Por Fernanda Moreira Lins

 

A última etapa da eleição presidencial na Argentina ocorreu ao final do mês de outubro, culminando na vitória da coalizão Frente de Todos, sendo Alberto Fernández e Cristina Kirchner presidente e vice-presidente, respectivamente. A vitória se deu com 48% dos votos, enquanto a oposição, representada pela coalizão Juntos por el Cambio, de Mauricio Macri, angariou 40%. O Presidente e a Vice-Presidente foram empossados em 10/12/2019. Apesar de representarem uma mudança, Fernández e Kirchner enfrentarão nos próximos anos grandes desafios políticos e econômicos, potencializados pela já desgastada tolerância da população argentina em face do descumprimento de compromissos e frustração de expectativas de parte do eleitorado e da sociedade em geral Como pano de fundo imediato deste panorama de dificuldades estão os seguintes aspectos:

 

  • A vice-presidente eleita, Cristina Kirchner, está respondendo uma série de processos judiciais vinculados a acusações de corrupção. Devido aos cargos que já exerceu e exerce, senadora antes da vitória nas eleições de outubro e agora vice-presidente, Cristina segue imune aos pedidos de prisão preventiva.

 

  • Em 2018, o governo tomou um empréstimo de cerca de U$ 57 bilhões junto ao FMI, anunciando, já em 2019, que elaboraria pedido de adiamento do prazo para o pagamento. A inflação acumulada do país é de 48,3%, e a taxa de desemprego, de 9,98%, a maior dos últimos 12 anos.

 

  • Em setembro, foi realizada uma série de protestos em Buenos Aires, reivindicando medidas de combate ao desemprego e à inflação, bem como ações do governo no combate à fome.

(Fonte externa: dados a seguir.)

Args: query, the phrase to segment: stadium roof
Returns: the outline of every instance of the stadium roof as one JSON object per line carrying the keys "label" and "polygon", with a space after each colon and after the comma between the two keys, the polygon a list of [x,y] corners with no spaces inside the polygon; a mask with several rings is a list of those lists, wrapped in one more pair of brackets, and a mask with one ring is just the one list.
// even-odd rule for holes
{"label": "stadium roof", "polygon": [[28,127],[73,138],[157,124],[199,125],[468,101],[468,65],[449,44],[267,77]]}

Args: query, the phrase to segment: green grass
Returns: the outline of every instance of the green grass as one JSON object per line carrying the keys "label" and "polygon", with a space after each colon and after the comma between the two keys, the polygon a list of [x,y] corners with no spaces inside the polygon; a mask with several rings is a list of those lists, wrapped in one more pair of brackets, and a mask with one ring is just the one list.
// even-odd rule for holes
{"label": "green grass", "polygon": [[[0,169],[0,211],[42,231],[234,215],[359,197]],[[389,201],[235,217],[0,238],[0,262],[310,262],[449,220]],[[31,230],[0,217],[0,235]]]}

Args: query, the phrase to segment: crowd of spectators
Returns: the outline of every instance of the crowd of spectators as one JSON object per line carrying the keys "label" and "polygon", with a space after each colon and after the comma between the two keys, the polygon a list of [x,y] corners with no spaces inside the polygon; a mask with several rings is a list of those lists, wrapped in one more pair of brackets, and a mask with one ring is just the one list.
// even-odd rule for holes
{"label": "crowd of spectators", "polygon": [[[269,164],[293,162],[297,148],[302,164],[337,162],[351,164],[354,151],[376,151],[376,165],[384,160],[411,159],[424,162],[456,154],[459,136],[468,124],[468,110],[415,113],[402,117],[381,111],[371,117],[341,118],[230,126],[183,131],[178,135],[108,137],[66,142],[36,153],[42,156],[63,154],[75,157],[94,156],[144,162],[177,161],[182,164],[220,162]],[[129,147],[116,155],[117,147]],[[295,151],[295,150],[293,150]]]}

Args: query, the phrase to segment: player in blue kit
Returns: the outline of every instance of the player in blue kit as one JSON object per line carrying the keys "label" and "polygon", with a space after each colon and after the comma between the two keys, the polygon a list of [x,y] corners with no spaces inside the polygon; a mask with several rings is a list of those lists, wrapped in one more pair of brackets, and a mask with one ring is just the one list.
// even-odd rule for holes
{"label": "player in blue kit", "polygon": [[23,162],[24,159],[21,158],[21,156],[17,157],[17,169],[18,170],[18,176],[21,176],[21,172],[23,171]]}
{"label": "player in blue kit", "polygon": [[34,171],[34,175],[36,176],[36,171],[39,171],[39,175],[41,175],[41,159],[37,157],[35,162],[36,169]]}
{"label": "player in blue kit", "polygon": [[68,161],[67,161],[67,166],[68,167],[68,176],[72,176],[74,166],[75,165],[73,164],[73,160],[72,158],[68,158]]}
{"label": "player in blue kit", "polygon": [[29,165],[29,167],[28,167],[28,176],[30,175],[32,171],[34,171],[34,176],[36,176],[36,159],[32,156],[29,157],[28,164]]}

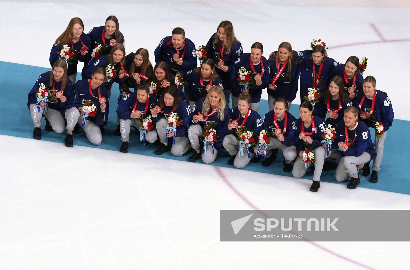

Cabe destacar que o kirchnerismo possui robusta ascendência sobre as direções políticas de diversos movimentos sociais, especialmente na seara sindical.

 

  • Ao longo do período eleitoral, não ocorreram no país manifestações sociais de maiores proporções. No centro do debate político, estiveram os questionamentos de Alberto Fernández às políticas de austeridade fiscal adotadas por Macri, bem como à resposta popular mais passiva a essas medidas. 

 

Diante de um contexto sul-americano de ebulição social, no qual muitos países veem seus conflitos políticos transbordarem para além de suas próprias instituições e fronteiras, a Argentina se encontra em um cenário relativamente pacífico. A polarização política existe e persiste, mas se processa dentro dos mecanismos eleitorais e decisórios. No entanto, o prolongamento do atual cenário de debilidade econômica e social tende a maximizar o custo da incerteza no futuro do país, dificultando o retorno a uma condição de estabilidade política ainda relativamente distante do cotidiano argentino.

 

1 Graduanda em Relações Internacionais na Universidade de Brasília (UnB), pesquisadora da linha Entorno Estratégico Brasileiro, do Grupo de Estudos e Pesquisas em Segurança Internacional (GEPSI).